Dennis Prager: Newsweek hits a new low – IOTW Report

Dennis Prager: Newsweek hits a new low

BPR| Dennis Prager >

If decent people working in mainstream American media want to know why many Americans do not trust them and are willing to use the term “fake news” to describe the mainstream media, I offer one of the most glaring examples of a lie in my lifetime.

Last week, Newsweek headlined the following: “Conservative Radio Host Ridicules Anne Frank: ‘I Don’t Get My Wisdom From Teenagers.’”

Now, imagine how that must have struck any reader not familiar with the “conservative radio host” or with what he actually said. “Ridicule Anne Frank” — what kind of terrible human being would do that?

Well, it turns out the “conservative radio host” was me.
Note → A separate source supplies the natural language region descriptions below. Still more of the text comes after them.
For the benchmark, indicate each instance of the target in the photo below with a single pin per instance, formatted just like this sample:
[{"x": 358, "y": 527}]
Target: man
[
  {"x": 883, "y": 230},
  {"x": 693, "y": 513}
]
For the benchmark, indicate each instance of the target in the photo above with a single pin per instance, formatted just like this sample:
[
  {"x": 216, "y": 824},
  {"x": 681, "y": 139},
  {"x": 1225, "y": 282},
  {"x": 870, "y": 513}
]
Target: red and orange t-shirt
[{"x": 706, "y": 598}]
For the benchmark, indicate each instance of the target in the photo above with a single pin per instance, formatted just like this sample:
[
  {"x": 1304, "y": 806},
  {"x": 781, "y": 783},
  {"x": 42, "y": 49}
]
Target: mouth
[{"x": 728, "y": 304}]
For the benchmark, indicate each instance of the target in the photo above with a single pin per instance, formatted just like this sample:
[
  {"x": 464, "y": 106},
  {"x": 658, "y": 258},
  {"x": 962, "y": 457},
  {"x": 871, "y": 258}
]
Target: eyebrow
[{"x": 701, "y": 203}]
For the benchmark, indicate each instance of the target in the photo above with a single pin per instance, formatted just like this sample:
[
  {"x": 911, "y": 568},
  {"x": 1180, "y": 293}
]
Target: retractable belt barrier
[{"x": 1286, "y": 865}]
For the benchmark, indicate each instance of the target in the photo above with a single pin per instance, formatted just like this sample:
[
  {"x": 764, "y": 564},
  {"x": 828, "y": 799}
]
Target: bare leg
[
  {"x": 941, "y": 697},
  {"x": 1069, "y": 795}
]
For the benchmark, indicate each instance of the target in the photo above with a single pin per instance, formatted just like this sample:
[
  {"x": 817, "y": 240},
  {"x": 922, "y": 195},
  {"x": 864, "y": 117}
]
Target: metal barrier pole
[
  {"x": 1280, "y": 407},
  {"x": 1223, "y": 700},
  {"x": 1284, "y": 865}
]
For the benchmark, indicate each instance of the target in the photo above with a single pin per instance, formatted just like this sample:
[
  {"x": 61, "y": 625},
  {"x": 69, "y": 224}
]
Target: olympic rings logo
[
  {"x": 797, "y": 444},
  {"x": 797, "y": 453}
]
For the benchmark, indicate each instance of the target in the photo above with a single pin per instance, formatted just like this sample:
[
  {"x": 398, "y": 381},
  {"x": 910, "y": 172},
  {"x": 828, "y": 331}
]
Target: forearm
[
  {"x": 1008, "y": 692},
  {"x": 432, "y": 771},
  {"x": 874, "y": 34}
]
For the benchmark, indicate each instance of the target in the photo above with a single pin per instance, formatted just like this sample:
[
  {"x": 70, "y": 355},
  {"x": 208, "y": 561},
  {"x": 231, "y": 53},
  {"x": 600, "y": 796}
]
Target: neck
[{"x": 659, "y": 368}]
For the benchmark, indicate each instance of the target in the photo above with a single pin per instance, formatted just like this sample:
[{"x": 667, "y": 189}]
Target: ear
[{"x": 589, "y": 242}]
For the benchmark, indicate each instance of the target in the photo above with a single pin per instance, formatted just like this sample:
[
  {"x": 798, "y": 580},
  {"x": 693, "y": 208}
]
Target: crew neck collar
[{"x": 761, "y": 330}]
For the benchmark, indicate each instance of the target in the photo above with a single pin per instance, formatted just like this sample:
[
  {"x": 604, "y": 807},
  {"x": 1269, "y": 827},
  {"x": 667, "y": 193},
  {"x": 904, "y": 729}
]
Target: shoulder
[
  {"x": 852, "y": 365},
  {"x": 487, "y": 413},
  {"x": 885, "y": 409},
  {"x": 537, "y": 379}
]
Yes, me — a religious Jew who has devoted much of his life to the welfare of the Jewish people, served on the board of the U.S. Holocaust Museum, made the most widely viewed pro-Israel video in the world, written a book on anti-Semitism that is in its third printing, and founded a synagogue and a Jewish day school.

To understand how terrible a lie this is, you need to know what happened: Every week I do a video podcast for PragerU called “The Fireside Chat.” In it, I offer thoughts on life and then take questions from around the world (we have received questions from 52 countries). A few weeks ago, I received the following question from Sam in Meridian, Idaho: “On your most recent Fireside Chat, you said that people are not basically good. We’ve heard you discuss this topic before. Anne Frank is quoted as saying, ‘Despite everything, I believe that people are really good at heart.’ How do you respond to her quote?”

Here is my response (this is a word-for-word transcription, except for the words in parentheses added for clarity): “She wrote that in her diary, the most famous Holocaust document. (She was) a teenage girl, a Dutch Jewish girl, who hid with her family until they were betrayed by someone to the Nazis, who then shipped them to death camps. And she died, murdered by the Nazis in the death camps. She was about 16 years old, maybe 15. Her diary is very famous. It gives a face to the horror of the Holocaust.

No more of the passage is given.